Summary: Study for most is not fun but what can be learned by real study of Scripture?
THE IMPORTANCE OF BIBLE STUDY
Anyone who claims to be a Christian and bases that claim on a knowledge gained from the Bible will also have a desire to be pleasing to the One Who has provided the salvation promised in the Bible.
The desire to be pleasing to our Lord is not only something which we may wish to do in appreciation of what has been done for us, but primarily should be the result of what God has asked of those who believe His Word. (Ephesians 4:1-3)
The question of how to be pleasing to our Lord is one that should be considered very carefully.
Nowhere in the Word of God do we find a statement such as, "Do the best you can, and God will be pleased."
God does say in Hebrews 11:6, "Without faith it is impossible to please God." So, then, it is most important that we find out how to have faith. God answers in Romans 10:17, "Faith comes by hearing and hearing by the Word of God." Since God has declared faith necessary in order to please Him, and that this faith must come from His Word, then it follows that we must spend much time with the Word of God in order to be pleasing.
Many times we have heard Christians make the statement, "I would read and study my Bible more if it wasn't so hard to understand." Others, who do not claim to be Christians, will point to what they see as contradictions in the Bible as an excuse for not reading it.
The difficulty common to both of these groups is found in the approach taken when reading or studying the Bible.
In the first place, the Bible was not written as a novel. It is the inspired record of God's dealing with man since the foundation of the world. The Bible omits many of the details, but consistently maintains a word picture of the condition, as well as relationship, of man to his Creator. The Bible is used of God as a means of revealing Himself to men. Much of the Bible is a God-breathed history of His dealing with man. This history covers many thousands of years. It is written in the setting of the periods which it covers. Since the past ages differ so radically from our present, it is many times difficult to understand the setting of certain Scriptures. Just because we have never experienced certain events does not make them false. We human beings have a tendency to question any record of events which are outside the realm of our own experience. This is the point where faith must suffice. We must take God at His Word and believe it, even though we have never personally experienced anything of a similar nature.
Of course, there are those who go to an extreme and say, "There is no need for Bible research, for God has spoken and we must believe what He has declared without trying to understand." This statement is in direct disobedience of II Timothy 2:15, which states, "Study to show thyself approved unto God...."
Then there are those who insist that everything in the Bible is spoken directly to them, and therefore must be applied to their lives. Usually these give up in despair, or turn to pretense after a short period of diligent effort.

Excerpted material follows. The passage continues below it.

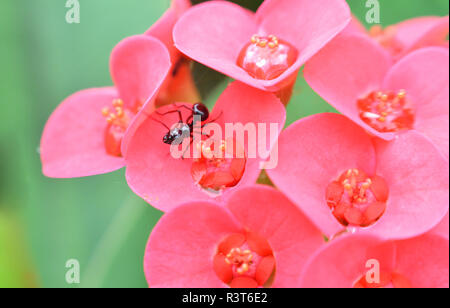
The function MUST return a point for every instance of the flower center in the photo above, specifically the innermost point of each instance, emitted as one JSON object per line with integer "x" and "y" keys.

Faith is not reason, but God most certainly desires that our faith be reasonable enough to apply in our everyday Christian life. If we are clinging to some belief that cannot be made to fit into a practical Christian life, then it is possible that we are in error. (CAUTION) Do not spiritualize any portion...
...of God's Word in order to make it apply. Leave it in its own context and let God mean exactly what He says.
We maintain that the key to reading the Bible with understanding is found in the dispensational approach. Sometimes this method of Bible study is referred to as "Right Division" (II Timothy 2:15).
There are several types of Dispensational Bible Study. Differences arise over the definition of the term, "dispensation." We believe the Greek word oikonomia (translated dispensation) is most nearly expressed in English by the term "household with its management." Therefore, when we speak of dispensational Bible study, we are referring to that principle of Bible study which insists that any Scripture being considered must be related to the specific household being managed at that time. The context and setting in which any Scripture appears will establish the household under consideration.
One very important point to remember is that God may alter His management with any specific household many times, but if the same household is being managed, then it is still the same dispensation. In other words, there is a change in "household managements" only when there is a change in the household that is being managed. The word "management" alone will not fulfill the requirements necessary to be synonymous with "dispensation." There must be a "household" also. Many Bible teachers overlook this very important fact when they seek to define the term "dispensation."